Gate resistor (5Ω) adoption case

・ Red graph/overshoot occurs

・ Blue graph/Overshoot avoided but rise time is slow

There is an option of controlling overshoot internally by creating a module that includes a gate driver IC, which ROHM is concurrently developing, but it is also important to meet the demand for discrete components

How strong of a gate can be made... To meet and overcome this challenge head-on, it was necessary to make drastic changes to not only the semiconductor itself, but also to the manufacturing equipment.

Gunji:

‘We were inspired by the characteristics of a failed structure that was accidentally created during the development process, then considered how to make it stable. Needless to say that we had to balance performance and quality along with productivity, which proved quite challenging.’

The graph below illustrates the performance of <Strong GaN> (achieved after around two years of trial and error) compared to existing products.
Under the 5V drive standard, conventional GaN has a voltage margin of only about 1V, causing damage during overshoot. In contrast, ROHM’s newly developed gate source voltage technology supports voltages up to 8V. High reliability is ensured by providing 3x the voltage margin of previous models.

Comparison of ROHM’s new technology (right) vs conventional products (left)

・ The difference in the margin region for voltages above 6V significantly impacts the usability of GaN devices

Dedicated GaN Gate Drivers

While the devices themselves are evolving toward GaN that is easier for customers to use, there have also been technological breakthroughs in the gate driver ICs that drive GaN. One solution that ROHM has come up with in the analog IC field is the development of a GaN-specific gate driver IC.

Shinozaki:

‘In reality, there aren't many dedicated GaN gate driver products on the market just yet. Our mission was to maximize the performance of GaN without worrying about overshoot and other risks inherent with GaN. As an engineer, the incredible potential of this material that far exceeds silicon has definitely sparked my interest.’

He is an unconventional(?) engineer proficient in judo at the third dan level, befitting his fearless appearance. His current department, comprised of people from different fields and professions, is filled with various stimuli that has broadened his perspective and values.

These insights were shared by Mr. Shinozaki, who joined the Power Stage Product Development Department as an IC design engineer. He remains highly motivated by the opportunity to put his considerable power supply IC development experience to use on this project.

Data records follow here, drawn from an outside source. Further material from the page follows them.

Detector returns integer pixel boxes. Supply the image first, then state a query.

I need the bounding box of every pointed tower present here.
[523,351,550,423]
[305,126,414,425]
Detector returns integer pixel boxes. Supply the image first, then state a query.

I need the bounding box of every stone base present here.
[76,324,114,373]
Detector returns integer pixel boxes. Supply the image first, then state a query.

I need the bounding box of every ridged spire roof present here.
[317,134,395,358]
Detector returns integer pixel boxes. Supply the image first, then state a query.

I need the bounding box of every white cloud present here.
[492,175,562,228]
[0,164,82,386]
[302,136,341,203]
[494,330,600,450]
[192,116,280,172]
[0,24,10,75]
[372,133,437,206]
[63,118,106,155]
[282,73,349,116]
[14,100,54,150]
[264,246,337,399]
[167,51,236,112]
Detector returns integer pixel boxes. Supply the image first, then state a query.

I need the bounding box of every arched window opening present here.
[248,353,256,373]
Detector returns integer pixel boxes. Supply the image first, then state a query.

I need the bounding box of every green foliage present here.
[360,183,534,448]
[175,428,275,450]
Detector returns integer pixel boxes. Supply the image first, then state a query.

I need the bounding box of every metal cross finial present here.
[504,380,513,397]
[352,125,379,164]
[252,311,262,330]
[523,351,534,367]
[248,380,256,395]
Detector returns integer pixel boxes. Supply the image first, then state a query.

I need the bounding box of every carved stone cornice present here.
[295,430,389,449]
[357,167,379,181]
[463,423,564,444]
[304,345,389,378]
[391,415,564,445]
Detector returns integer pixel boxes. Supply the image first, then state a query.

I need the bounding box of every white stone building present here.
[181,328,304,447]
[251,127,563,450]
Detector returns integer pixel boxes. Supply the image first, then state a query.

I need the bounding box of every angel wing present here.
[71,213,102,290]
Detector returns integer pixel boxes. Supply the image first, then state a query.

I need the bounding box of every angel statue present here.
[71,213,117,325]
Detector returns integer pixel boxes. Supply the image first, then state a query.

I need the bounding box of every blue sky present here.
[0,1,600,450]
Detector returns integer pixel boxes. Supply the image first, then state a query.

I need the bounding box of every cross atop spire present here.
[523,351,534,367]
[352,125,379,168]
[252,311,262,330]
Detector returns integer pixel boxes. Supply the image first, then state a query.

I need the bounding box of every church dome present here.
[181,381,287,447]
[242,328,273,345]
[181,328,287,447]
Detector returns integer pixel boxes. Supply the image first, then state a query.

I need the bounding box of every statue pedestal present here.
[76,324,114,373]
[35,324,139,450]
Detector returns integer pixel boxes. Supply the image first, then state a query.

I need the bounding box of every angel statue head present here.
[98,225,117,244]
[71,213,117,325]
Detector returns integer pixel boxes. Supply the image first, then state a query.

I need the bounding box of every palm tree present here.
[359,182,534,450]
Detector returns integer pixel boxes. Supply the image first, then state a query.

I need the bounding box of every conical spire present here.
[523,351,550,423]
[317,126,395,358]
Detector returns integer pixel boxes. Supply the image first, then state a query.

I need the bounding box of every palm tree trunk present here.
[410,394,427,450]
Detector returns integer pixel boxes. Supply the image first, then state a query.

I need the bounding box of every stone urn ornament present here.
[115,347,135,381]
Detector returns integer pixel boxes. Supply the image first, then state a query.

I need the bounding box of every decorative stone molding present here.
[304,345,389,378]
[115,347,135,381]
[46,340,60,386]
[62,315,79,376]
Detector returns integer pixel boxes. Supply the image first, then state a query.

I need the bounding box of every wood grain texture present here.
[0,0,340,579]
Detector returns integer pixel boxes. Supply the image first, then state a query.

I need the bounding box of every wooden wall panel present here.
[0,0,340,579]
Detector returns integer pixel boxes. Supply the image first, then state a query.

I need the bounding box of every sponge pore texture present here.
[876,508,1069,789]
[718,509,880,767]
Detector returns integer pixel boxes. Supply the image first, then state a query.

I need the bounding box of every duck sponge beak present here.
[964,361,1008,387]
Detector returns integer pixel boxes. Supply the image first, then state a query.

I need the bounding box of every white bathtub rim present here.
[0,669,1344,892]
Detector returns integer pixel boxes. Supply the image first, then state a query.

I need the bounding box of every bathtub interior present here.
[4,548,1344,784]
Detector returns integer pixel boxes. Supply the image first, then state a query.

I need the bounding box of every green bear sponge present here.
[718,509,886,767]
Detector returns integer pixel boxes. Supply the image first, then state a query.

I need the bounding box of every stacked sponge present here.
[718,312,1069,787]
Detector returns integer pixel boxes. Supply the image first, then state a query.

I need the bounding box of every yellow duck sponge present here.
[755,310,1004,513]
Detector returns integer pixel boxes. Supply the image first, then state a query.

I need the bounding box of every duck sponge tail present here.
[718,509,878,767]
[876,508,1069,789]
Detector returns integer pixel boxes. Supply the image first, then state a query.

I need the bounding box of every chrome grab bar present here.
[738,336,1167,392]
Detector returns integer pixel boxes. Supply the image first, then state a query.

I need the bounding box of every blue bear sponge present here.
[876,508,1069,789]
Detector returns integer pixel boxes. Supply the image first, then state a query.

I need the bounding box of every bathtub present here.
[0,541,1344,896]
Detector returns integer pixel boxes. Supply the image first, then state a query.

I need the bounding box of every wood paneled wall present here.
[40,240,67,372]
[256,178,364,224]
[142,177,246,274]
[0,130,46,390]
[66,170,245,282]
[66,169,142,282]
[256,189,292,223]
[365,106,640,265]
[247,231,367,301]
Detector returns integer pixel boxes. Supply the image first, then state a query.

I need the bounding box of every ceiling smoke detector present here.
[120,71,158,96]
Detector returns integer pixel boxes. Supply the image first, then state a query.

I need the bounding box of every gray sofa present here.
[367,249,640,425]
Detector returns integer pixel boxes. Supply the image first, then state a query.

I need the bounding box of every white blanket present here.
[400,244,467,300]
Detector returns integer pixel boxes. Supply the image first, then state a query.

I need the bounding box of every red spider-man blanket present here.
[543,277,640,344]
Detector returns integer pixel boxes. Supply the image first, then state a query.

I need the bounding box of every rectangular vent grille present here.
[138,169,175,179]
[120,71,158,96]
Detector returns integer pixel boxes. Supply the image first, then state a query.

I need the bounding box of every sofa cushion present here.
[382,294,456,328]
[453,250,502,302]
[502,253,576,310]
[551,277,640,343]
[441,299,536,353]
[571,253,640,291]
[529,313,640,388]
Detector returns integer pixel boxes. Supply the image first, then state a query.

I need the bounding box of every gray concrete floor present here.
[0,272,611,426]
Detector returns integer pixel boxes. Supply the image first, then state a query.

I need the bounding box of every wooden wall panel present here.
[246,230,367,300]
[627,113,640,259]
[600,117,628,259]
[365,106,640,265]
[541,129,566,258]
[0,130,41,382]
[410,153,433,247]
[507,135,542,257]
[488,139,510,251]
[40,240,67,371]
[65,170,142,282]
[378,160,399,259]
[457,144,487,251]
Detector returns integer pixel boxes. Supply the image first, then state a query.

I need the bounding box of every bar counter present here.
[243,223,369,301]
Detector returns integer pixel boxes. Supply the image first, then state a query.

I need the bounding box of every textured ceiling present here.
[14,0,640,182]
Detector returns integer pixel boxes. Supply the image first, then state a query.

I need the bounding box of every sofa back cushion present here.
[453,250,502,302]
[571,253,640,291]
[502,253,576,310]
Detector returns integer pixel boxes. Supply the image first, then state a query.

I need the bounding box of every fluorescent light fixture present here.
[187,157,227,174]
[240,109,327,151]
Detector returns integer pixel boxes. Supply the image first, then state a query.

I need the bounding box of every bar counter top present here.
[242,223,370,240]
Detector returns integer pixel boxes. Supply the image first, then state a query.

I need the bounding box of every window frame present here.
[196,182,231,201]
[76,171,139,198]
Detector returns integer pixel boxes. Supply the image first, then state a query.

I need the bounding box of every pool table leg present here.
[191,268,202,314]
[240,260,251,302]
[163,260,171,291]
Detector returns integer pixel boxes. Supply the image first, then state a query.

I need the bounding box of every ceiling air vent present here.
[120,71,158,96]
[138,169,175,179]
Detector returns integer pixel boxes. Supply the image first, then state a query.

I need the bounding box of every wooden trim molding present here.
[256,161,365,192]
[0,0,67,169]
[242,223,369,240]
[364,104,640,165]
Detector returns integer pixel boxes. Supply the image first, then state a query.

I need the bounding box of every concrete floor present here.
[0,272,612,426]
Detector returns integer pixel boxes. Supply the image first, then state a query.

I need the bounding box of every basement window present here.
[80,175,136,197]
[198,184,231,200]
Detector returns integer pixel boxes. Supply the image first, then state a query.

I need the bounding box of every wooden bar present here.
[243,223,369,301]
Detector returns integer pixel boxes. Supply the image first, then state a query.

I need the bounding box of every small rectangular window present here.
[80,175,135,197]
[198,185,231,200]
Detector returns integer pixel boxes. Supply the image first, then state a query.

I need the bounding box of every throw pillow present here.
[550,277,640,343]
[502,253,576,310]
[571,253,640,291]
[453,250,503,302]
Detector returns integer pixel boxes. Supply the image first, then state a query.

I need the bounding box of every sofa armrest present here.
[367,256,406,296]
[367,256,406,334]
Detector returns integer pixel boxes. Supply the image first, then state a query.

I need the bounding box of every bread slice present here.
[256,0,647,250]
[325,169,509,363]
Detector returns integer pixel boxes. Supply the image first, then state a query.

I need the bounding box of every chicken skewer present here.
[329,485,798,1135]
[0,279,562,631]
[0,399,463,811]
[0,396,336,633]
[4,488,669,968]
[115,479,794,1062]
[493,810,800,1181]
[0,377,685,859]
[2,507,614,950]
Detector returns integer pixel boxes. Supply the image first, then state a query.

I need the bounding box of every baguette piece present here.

The key phrase in this development is ‘speed in the nanosecond (ns) range.’
Overshoot is suppressed by adopting two special circuits. This enables ultra-fast switching with a minimum gate input pulse width of 1.25ns, maximizing the capabilities of GaN in applications.

GaN gate driver IC circuit diagram

・ Special drive circuit to suppress overshoot beyond 6V and a bootstrap circuit unaffected by the reverse characteristics of GaN

Pulse width = 1.25ns = industry-best

Nano Pulse Control™ and System-in-Package

In addition, as the control circuit side also needs to support higher frequencies, ROHM's original power supply technology Nano Pulse Control™ is used as the cornerstone. One of three Nano power supply technologies released in 2017, this was developed by leveraging proprietary analog expertise that allow us to propose power supply solutions for applications requiring higher voltages and frequencies.